Cinema com Rapadura

OPINIÃO   sábado, 12 de dezembro de 2009

Casablanca

Não é exagero quando dizem que “Casablanca” é um dos filmes mais marcantes de todos os tempos. Suas cenas, diálogos e a imortal canção-tema ocupam lugar de destaque na galeria de obras-ícone do cinema americano. Com muito mérito!

casablancaÉ lindo ver como mais de 60 anos depois uma história de amor e desencontros, filmada em 1942, ainda consiga despertar emoções genuínas em quem vê e manter-se jovem, popular, fresca, nova. Assim é com “Casablanca”, uma das obras mais lembradas e idolatradas quando se fala em cinema. À época, nem de longe sonhava-se que esta obra escreveria seu próprio destino, mas falar de amor é falar do popular, é falar do que vai ao coração, e isso o filme faz com perfeição ao contar as dores de dois amantes em plena Segunda Guerra Mundial.

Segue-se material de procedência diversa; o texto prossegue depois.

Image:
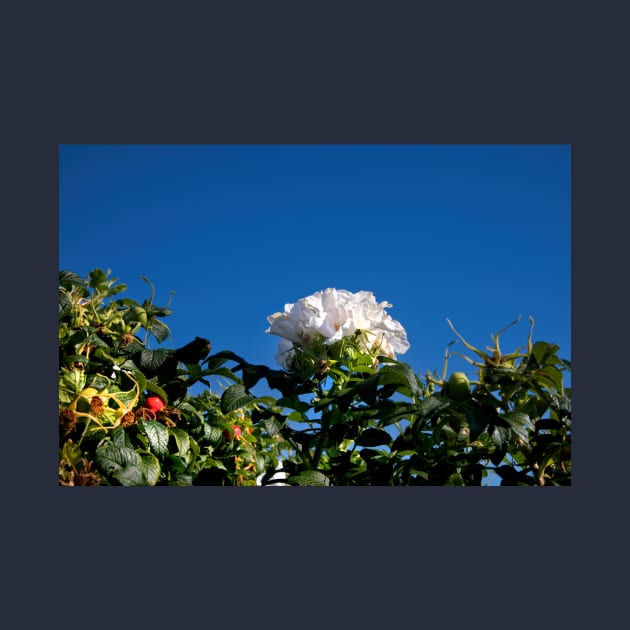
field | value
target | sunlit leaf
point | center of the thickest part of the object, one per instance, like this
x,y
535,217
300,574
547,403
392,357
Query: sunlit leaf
x,y
235,397
157,434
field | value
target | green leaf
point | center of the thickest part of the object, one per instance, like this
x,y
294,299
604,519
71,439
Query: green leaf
x,y
400,373
520,424
151,469
159,330
153,388
431,405
111,458
366,389
373,437
151,360
309,478
157,434
235,397
272,425
542,351
182,439
551,377
130,475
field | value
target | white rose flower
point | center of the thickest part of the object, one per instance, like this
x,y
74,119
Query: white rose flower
x,y
332,315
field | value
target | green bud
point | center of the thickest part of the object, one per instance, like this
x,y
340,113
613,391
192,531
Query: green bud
x,y
458,386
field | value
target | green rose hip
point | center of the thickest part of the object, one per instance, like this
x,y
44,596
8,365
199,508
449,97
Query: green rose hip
x,y
458,386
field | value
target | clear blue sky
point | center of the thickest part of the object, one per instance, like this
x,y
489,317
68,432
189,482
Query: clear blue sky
x,y
475,233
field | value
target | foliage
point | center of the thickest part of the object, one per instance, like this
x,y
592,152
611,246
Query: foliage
x,y
342,416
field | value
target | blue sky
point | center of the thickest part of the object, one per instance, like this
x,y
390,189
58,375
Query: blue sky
x,y
478,234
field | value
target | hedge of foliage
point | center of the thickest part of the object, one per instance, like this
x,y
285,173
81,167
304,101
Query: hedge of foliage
x,y
347,410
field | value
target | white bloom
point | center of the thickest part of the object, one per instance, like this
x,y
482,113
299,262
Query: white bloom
x,y
332,315
277,475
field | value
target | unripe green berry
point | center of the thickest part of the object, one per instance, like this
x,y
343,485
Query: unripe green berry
x,y
458,386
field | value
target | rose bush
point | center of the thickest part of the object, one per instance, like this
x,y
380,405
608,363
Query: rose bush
x,y
347,411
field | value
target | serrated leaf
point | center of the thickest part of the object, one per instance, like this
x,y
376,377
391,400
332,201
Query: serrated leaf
x,y
212,434
157,434
130,476
151,360
182,439
235,397
373,437
431,405
272,425
366,389
153,388
151,469
400,373
111,458
309,478
159,330
520,424
550,376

Enquanto a Alemanha avança sobre a Europa, Ilsa (Ingrid Bergman) e Rick  (Humphrey Bogart) apaixonam-se em meio ao caos trazido pela ocupação Nazista em Paris. Os dois vivem dias de paixão até se virem acuados, tendo que deixar a França às pressas, porém Ilsa o abandona na estação de trem, deixando apenas um raso bilhete de despedida, sem nenhuma explicação. É então que “Casablanca” (território neutro durante a guerra) entra na vida de Rick, transformando-o em um homem influente e transtornado pela perda de seu grande amor. Alguns anos depois, Ilsa reaparece em sua vida como esposa do herói Victor Laszlo, em busca de um meio de fugir para o Novo Mundo.

Não é nenhum segredo o roteiro, os diálogos, as cenas ou o final de “Casablanca”. Tudo o que se falou sobre o longa de Michael Curtiz (“Sansão e Dalila”“As Aventuras de Robin Hood”) é definitivo, muito já foi discutido e dissecado. As falhas dos roteiristas, os erros de direção, mas acredito que se há algo que deve sempre ser lembrado ao se falar em “Casablanca”: a capacidade de suscitar emoção em quem o vê. Ele é tão “old school” que torna-se cada vez mais moderno, mais charmoso, mais apaixonante, mais clássico e inesquecível.

A fotografia em preto e branco de Arthur Edeson e a direção de arte – brilhante – de Carl Jules Weyl ajudam a criar um clima todo único, de sofisticação, de conflito e também de intimidade. Como não se apaixonar por Humphrey Bogart e seu ácido Rick? Como não se compadecer do sofrimento de Ilsa? E por que não dizer, como não se solidarizar com a causa Francesa, antipatizar com os Nazistas e achar graça em um oficial dono de uma aptidão para a dualidade e comentários ácidos? Isso sem falar nos personagens secundários: o eterno amigo Sam (Dooley Wilson), a linda amante Ivonne (Madeleine LeBeau), o malandro Ugarte (Peter Lorre) e o malicioso Senor Ferrari (Sydney Greenstreet)?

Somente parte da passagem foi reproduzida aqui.